I was pleased to discover that This is Water , David Foster Wallace's 2005 commencement speech at Kenyon University is actually included in my 2006 copy of Best American Non-Required Reading, although I wouldn't mind having the newly published standalone version of it. (hint, hint) Thanks Dave Eggers, for always keeping me on the up-and-up.
From This is Water: Some Thoughts, Delivered on a Significant Occasion, about Living a Compassionate Life, by the late David Foster Wallace:
There are these two young fish swimming along, and they happen to meet an older fish swimming the other way, who nods at them and says, "Morning, boys, how's the water?" And the two young fish swim on for a bit, and then eventually one of them looks over at the other and goes, "What the hell is water?"
[click to buy]
But of course there are all different kinds of freedom, and the kind that is most precious you will not hear much talked about in the great outside world of winning and achieving and displaying.

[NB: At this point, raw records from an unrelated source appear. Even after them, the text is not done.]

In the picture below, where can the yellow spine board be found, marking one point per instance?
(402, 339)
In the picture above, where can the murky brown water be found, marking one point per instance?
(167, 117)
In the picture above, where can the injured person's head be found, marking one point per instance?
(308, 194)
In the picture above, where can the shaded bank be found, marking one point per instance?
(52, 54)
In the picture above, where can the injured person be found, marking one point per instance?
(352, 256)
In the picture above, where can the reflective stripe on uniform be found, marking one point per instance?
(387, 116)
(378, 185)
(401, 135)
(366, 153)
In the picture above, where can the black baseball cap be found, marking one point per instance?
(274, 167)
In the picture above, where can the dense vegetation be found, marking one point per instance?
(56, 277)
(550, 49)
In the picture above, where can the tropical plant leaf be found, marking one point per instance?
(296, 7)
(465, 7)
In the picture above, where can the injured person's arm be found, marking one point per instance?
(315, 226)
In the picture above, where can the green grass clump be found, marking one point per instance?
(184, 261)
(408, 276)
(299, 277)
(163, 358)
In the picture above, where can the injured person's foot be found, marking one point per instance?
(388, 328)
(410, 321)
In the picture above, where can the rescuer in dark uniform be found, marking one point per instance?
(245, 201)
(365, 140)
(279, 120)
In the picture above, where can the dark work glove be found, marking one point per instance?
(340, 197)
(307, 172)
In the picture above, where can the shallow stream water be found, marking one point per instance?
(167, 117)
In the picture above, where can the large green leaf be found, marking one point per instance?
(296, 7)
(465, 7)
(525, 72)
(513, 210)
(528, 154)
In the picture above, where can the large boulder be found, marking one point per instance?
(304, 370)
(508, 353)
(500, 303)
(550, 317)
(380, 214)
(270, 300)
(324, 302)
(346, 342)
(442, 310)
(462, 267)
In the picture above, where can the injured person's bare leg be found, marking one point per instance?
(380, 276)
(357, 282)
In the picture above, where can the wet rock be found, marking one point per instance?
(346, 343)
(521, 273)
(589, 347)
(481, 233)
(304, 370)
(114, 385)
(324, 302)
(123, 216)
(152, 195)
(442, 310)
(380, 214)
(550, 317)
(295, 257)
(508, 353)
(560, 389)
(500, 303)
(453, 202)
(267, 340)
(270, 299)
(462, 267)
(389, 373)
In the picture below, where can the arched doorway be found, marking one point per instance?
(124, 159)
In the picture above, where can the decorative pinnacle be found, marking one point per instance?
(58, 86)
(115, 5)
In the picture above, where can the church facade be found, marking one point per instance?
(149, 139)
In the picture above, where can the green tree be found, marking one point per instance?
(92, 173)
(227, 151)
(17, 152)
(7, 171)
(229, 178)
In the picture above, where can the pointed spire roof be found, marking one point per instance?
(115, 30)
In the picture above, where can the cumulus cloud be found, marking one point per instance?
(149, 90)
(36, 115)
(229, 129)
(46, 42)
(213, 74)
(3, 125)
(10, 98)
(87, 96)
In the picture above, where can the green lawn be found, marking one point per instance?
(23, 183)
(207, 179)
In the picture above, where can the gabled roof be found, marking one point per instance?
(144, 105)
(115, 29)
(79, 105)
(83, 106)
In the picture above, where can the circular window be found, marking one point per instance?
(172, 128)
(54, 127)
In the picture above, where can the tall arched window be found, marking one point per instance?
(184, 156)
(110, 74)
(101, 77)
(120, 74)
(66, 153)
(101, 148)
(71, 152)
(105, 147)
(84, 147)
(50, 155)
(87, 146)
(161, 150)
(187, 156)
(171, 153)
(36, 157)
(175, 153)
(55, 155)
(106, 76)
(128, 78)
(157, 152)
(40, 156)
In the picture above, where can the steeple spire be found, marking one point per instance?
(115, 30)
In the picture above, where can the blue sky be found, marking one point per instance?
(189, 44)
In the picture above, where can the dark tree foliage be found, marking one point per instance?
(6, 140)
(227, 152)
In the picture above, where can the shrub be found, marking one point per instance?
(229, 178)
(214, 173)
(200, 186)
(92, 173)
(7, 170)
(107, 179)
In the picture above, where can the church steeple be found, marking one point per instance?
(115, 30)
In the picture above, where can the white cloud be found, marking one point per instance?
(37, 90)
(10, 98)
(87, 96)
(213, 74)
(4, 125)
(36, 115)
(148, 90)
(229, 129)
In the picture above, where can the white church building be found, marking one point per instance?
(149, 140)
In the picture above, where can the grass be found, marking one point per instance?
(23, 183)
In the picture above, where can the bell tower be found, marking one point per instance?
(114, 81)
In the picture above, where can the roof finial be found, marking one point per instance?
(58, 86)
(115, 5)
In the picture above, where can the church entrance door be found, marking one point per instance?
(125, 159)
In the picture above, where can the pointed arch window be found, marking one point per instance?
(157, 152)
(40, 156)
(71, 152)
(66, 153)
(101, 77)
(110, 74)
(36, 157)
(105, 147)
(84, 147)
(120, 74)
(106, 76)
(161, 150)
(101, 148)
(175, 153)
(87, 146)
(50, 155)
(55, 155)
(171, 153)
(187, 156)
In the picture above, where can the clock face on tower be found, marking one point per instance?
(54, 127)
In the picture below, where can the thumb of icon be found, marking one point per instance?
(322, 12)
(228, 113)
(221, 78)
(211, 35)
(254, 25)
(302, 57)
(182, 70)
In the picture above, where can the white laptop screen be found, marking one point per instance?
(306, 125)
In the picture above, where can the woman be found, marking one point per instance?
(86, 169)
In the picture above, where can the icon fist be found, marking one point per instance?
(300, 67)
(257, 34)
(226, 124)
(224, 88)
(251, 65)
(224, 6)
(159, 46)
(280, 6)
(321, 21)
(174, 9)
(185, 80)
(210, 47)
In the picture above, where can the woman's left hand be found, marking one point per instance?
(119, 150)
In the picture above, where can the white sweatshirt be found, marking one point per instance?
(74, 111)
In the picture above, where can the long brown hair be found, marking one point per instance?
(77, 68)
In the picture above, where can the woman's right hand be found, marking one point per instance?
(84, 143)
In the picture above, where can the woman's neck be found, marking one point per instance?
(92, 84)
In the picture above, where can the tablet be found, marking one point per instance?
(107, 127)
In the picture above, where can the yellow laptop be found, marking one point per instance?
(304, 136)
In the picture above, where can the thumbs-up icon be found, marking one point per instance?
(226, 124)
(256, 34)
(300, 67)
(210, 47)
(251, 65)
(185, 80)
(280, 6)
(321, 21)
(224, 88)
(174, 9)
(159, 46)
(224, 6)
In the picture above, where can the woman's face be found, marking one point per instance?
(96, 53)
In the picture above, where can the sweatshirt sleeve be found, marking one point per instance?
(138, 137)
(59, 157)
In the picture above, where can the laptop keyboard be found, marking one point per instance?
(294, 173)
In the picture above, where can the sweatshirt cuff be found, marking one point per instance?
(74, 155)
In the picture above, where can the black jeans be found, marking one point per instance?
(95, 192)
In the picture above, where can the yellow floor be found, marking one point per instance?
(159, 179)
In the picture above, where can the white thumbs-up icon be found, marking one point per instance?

The really important kind of freedom involves attention, and awareness, and discipline, and being able truly to care about other people and to sacrifice for them, over and over, in myriad petty little unsexy ways, every day.
That is real freedom.
That is being taught to think.
It is about the real value of a real education, which has nothing to do with grades or degrees and everything to do with simple awareness-- awareness of what is so real and essential, so hidden in plain sight all around us, that we have to keep reminding ourselves, over and over:
"This is water, this is water; these Eskimos might be much more than they seem."